Is there any reason policies have to be universal? It seems odd that a one-size-fits-all approach should be entertained at all.
There are two important reasons, and one medium reason...

1. These rules are usually distributed via GPO, and the AD system it uses may or may not have a useful and/or well maintained notion of who is a "developer". At best it's done at the departmental level, which isn't that great - since a lot of IT/dev people work in all departments.

2. Whenever you make an exception to a rule that restricts behavior, it's always the worst actors that game that system to get the exception. It's exactly that one VP who thinks he's tech "enough" to handle the risk that'll figure out how to get the exception for himself - he's also the one to run a torrent client to download a free copy of "PDF Writer" or a malicious keylogger.

3. GPOs can be complex to apply - errors happen. The simpler you have your rules, the less likely there is an error that leaves core/critical systems unprotected.
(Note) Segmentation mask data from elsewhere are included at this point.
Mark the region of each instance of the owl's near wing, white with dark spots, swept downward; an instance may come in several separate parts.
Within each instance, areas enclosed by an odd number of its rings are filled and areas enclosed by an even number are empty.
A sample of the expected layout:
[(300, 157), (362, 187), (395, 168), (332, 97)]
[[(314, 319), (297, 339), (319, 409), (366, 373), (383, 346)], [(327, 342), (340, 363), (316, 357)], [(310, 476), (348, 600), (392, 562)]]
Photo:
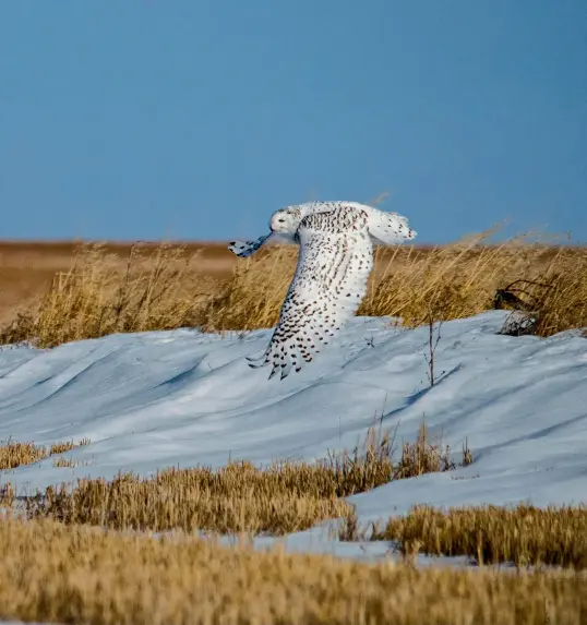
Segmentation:
[(304, 217), (297, 237), (296, 274), (265, 353), (251, 366), (271, 364), (281, 380), (310, 362), (349, 321), (364, 297), (373, 266), (367, 212), (342, 208)]

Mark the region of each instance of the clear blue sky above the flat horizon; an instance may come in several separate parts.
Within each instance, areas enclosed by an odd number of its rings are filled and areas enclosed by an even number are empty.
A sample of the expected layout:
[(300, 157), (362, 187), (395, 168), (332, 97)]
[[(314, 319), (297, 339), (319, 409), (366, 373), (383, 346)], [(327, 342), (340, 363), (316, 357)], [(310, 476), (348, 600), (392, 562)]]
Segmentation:
[(0, 238), (370, 201), (587, 240), (585, 0), (0, 0)]

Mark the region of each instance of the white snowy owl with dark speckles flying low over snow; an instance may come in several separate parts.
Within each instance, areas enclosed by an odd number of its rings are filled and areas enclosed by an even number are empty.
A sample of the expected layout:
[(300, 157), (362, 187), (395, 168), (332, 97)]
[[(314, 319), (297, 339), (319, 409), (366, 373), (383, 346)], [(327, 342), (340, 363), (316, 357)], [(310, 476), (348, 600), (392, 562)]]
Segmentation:
[(272, 365), (269, 380), (300, 371), (349, 321), (367, 292), (373, 242), (395, 245), (416, 238), (408, 219), (358, 202), (308, 202), (276, 211), (271, 232), (256, 241), (232, 241), (237, 256), (250, 256), (271, 237), (300, 247), (296, 274), (279, 322), (263, 356), (249, 366)]

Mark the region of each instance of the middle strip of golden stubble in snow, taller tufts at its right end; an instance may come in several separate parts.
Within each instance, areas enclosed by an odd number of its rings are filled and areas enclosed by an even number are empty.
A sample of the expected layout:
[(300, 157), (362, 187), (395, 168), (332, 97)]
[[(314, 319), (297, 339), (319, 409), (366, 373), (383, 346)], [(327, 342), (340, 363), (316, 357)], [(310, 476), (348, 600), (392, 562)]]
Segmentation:
[[(467, 456), (470, 460), (470, 452)], [(340, 497), (455, 466), (448, 449), (431, 442), (426, 428), (415, 443), (402, 446), (397, 461), (393, 438), (371, 430), (351, 453), (330, 455), (312, 465), (276, 462), (256, 468), (231, 462), (218, 470), (173, 468), (153, 478), (125, 473), (110, 481), (79, 480), (75, 488), (51, 486), (26, 500), (25, 514), (118, 530), (280, 536), (345, 517), (350, 508)]]

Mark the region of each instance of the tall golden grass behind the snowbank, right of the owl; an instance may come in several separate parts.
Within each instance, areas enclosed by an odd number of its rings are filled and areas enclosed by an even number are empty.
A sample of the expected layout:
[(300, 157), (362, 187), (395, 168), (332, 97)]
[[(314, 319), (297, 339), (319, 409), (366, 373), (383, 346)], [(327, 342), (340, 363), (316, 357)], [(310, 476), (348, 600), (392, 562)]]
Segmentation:
[[(539, 336), (587, 326), (585, 309), (577, 307), (587, 293), (587, 249), (547, 247), (523, 238), (488, 245), (491, 235), (424, 253), (398, 248), (359, 314), (397, 316), (415, 327), (431, 318), (447, 321), (493, 308), (517, 308), (540, 320), (535, 326)], [(548, 297), (496, 300), (519, 279), (546, 285)]]

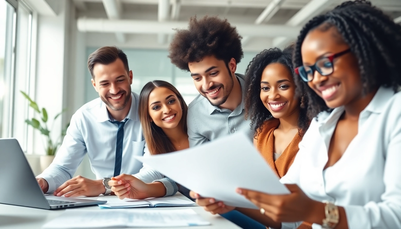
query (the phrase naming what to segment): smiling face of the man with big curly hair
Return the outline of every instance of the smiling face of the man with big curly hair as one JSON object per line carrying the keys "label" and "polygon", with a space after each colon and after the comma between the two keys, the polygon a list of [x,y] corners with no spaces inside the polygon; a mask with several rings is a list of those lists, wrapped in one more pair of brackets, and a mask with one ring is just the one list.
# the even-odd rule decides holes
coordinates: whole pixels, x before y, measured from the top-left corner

I worked for a large multinational company that everyone here has heard of, whose development machine policy was pretty much: Order (through corp) whatever machine you need to get your work done. You have root. Install what you need to work. We hired you because you are a smart, responsible grown-up and we trust you not to fuck up our IT systems. Don't fuck up our IT systems. And amazingly, it works!
If the company is in tech and is big enough, they can manage a process like that. Most companies are not multinational tech companies.